It’s not in our best interest to claim to have the solution to this problem. In fact, this is the reason why the Left and Right are continuously battling it out in the political arena like fighting cocks. And it is that debilitating political clash that in large part maintains 80% of the world living on $10 a day despite an economic prosperity that only the 21st century can boast on a global scale.

When people run into this wall head-on they usually knock themselves out.
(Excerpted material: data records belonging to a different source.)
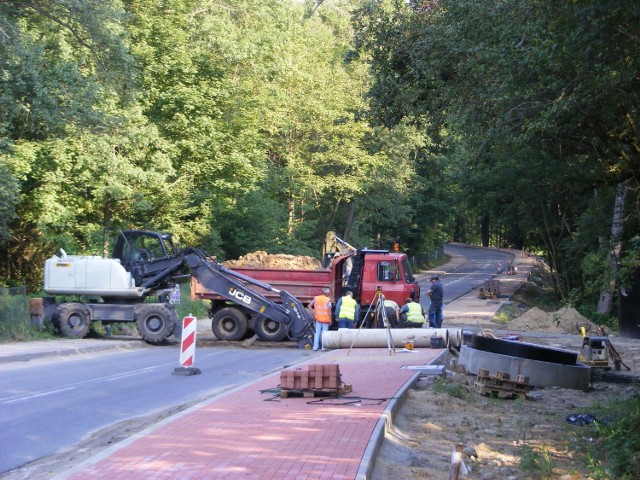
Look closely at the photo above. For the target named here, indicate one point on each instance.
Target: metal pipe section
(377, 337)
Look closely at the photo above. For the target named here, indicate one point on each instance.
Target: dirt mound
(565, 320)
(262, 259)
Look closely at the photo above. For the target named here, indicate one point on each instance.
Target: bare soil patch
(514, 439)
(261, 259)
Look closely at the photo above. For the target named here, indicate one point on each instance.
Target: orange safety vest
(322, 309)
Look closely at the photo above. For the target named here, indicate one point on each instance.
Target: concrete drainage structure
(545, 367)
(377, 337)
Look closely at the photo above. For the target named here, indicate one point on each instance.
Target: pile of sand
(262, 259)
(565, 320)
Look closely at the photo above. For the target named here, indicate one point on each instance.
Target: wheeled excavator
(147, 265)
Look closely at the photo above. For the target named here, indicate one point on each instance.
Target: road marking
(20, 398)
(71, 386)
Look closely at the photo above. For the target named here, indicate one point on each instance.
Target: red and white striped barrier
(188, 347)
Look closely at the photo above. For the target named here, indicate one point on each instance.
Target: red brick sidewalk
(249, 433)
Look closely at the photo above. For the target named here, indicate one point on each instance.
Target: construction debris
(501, 385)
(318, 380)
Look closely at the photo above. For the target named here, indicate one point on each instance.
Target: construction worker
(347, 311)
(393, 313)
(412, 314)
(320, 307)
(435, 308)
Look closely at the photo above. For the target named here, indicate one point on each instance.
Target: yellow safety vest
(347, 308)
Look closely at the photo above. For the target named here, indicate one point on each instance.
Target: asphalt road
(59, 403)
(55, 405)
(473, 268)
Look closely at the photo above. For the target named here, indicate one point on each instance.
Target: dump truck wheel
(73, 320)
(270, 330)
(155, 322)
(229, 324)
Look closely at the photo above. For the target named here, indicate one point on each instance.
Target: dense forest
(240, 125)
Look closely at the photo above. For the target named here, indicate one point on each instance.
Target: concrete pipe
(377, 337)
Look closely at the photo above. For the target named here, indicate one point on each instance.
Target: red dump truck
(361, 271)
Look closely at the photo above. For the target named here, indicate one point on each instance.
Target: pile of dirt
(565, 320)
(261, 259)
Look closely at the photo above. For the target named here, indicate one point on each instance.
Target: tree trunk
(617, 226)
(291, 216)
(484, 230)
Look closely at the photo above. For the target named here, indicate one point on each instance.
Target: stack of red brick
(317, 377)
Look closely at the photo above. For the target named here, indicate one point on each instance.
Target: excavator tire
(229, 324)
(73, 320)
(270, 330)
(155, 322)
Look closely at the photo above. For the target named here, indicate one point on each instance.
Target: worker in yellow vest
(320, 307)
(347, 311)
(412, 314)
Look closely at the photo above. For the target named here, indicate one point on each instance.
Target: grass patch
(536, 461)
(449, 387)
(610, 447)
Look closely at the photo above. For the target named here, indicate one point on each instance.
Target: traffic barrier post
(188, 348)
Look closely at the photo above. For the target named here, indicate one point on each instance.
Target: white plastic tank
(88, 275)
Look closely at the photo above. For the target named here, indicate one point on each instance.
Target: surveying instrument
(381, 313)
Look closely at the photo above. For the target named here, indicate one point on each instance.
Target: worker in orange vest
(320, 307)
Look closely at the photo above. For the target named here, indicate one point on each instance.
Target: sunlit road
(479, 264)
(56, 404)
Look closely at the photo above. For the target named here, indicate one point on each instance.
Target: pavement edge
(385, 423)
Little progress has been made in regards to poverty precisely because of political prejudices…Hell, remember the frigidity of the post-WWII period?

As the capitalist system evolved through the 19th century and raised the living standards of the succeeding generations, more and more people were pushed to the fringes of society while a gradually decreasing number of people owned larger portions of the economic pie, a context in which the middle class emerged.

The system’s jaw-dropping economic prowess and swift rate of growth prompted most of the world to adopt one form of it or another and the system in its totality went unchallenged for a long time.

Though the Bolsheviks had taken over what would become the USSR, the glorious ‘20s reminded people in the West of the wonderful life that that the power of unfettered Capitalism, Industry and Investment made possible. Fascism arose for a while as a viable alternative, particularly as the economy in the 1930’s was decimated, and then the Second World War broke out. We all know the ending to that…

But the Union of Soviet Satellite Republics (USSR) had consolidated its power since the October Revolution of 1917 and for just as long had brought onto the international arena the reality of a Socialist Agenda in regards to economics, politics and culture. They purported to reverse the poverty that – they claimed – the Capitalist Bloc had created. Lamentably, by the 1950s, the USSR under Joseph Stalin had deteriorated into a totalitarian regime, leaving no room for individual freedom and a looming bureaucratic menace ripped right out of Orwell’s 1984 as its legacy.

The end of the Cold War, amongst other things, convinced the world to denounce the idea that Socialism could solve the problem of poverty. And understandably so, because its ambassador ended up creating more poverty, inequality and state corruption than before.

Victorious Western Capitalism is today exported practically worldwide. It’s thought that the fantastic wave of neo-liberalism will lift the Third World out from the bottom of the sea. But a venomous concoction of hyped-up political antagonisms and unfettered neo-liberalism has caused adverse effects.